At a federal level, recording conversations that occur over the telecommunications network is also illegal. Advisers need to keep this in mind depending on the platform on which client meetings occur.
via https://www.mcw.com.au/ai-notetaker-tools-time-saver-or-ticking-time-bomb/
Internationally it’s not always clear where the boundaries lie. In the US, consent laws for recording vary state by state, with many only requiring “one party consent”. This map comes from an AI assistant company, so take the intention behind it with a hefty pinch of salt…

AI Assistants IRL
These types of AI note-taking assistants aren’t limited to virtual calls. The most popular hardware device in Australia seems to be Plaud, which is a credit card sized device that essentially records audio and sends it to… somewhere (I spent a while on their website and couldn’t quite figure it out beyond the vague statement that “Plaud Intelligence is developed on leading AI models, including GPT-5, Claude Sonnet 4, and Gemini 2.5 Pro”). These devices are available in a range of shapes and sizes, including one which sticks to the back of your phone to record phone calls, and one which is about thumb-sized and designed to inconspicuously nestle on your lapel.
These products almost seem designed to evade attention, and honestly I find them a little creepy. If you’re recording your own thoughts, fine. I regularly record voice memos while I’m wandering about by myself. But if you’re hitching up a hidden recorder to your phone calls then you’re either some sort of special agent in a spy movie, or you’re up to something. Recall the advice above from the McInness Wilson website which states that, in Australia, “at a federal level, recording conversations that occur over the telecommunications network is also illegal.”

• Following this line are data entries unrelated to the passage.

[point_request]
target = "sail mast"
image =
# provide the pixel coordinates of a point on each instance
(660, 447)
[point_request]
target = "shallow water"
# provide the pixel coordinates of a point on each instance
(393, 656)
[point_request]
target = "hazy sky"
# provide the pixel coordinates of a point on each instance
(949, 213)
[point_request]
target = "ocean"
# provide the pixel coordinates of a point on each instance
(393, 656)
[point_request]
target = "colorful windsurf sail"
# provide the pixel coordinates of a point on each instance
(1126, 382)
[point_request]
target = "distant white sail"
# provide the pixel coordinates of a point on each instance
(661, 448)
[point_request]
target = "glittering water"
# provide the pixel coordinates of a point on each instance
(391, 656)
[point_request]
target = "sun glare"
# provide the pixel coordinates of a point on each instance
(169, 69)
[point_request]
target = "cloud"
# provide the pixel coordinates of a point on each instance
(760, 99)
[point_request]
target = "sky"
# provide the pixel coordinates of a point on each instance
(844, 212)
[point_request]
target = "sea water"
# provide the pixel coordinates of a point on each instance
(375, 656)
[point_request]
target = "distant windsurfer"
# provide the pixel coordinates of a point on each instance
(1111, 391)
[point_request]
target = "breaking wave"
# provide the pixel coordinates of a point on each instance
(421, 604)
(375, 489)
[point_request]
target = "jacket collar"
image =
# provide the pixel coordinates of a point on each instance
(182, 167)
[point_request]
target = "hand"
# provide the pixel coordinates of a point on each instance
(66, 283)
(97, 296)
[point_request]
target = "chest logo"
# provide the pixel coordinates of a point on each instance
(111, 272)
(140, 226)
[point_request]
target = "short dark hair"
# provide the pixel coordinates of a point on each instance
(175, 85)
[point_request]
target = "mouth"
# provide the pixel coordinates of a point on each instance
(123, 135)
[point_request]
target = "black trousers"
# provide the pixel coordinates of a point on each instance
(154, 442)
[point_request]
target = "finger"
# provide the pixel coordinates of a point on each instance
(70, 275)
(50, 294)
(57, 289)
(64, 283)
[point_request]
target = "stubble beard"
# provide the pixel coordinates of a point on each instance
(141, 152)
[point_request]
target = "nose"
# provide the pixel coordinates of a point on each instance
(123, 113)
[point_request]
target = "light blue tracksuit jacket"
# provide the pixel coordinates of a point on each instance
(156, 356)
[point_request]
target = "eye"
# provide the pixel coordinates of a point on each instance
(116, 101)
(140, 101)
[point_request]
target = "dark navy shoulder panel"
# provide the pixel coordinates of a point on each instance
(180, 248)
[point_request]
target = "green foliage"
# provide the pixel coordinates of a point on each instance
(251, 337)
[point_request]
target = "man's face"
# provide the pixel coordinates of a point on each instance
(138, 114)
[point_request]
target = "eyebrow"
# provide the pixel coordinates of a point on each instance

Image via: https://au.plaud.ai/
One blog post on the Plaud website appears to give tacit advice that secretly recording conversations is OK as long as you’re doing it for the right reasons, whatever they are. Here’s a little snippet:
Many people wonder about this: Is it okay to secretly record a call with a voice recorder? What if you don’t tell the other person? Does that make it an illegal recording?
Based on the law in many places, as long as you’re a part of the conversation and you don’t have an illegal reason for recording it, you’re generally in the clear.
But the legality of your recording can depend on the specific situation.
For example, was it a private conversation? Was another person involved? Was it about highly personal information? Also, even if a recording is legal, it isn’t a guarantee that a court will accept it as evidence. A judge will still look at things like whether the recording is real, if the way you recorded it was fair, and if it’s truly relevant to the case.
To be safe, it’s always a good idea to get the other person’s consent before you start recording.
via the Plaud blog
So, “to be on the safe side” you should get consent: not because of (il)legality or some general sense of moral awareness, but because you might get caught and a judge might decide you’ve been a bit naughty…
Finally, these physical AI products also seem a little unnecessary. I can achieve everything that one of these (expensive) devices can do with the AI Companion built into Zoom, or with my laptop microphone and a free ChatGPT account.
Just turn off the auto-join
I’m only asking for one thing really: turn off the auto join. If, for some reason, you choose to connect your Otter or your secret credit-card sized recording device to your calendar, then at least uncheck the box that says “automatically join meetings”.
If you do want to use them to assist with minute taking, get consent from all parties. Apply some common sense: if you’re in a meeting with a hundred people, then it’s impractical – or at least very time consuming – to get consent from everyone in the call. If it’s one-to-one and by mutual agreement, it’s probably fine.
Webinar hosts, team leaders, and presenters of online professional learning sessions don’t need the burden of individually nixing three dozen animal-based AI assistants in every Zoom call.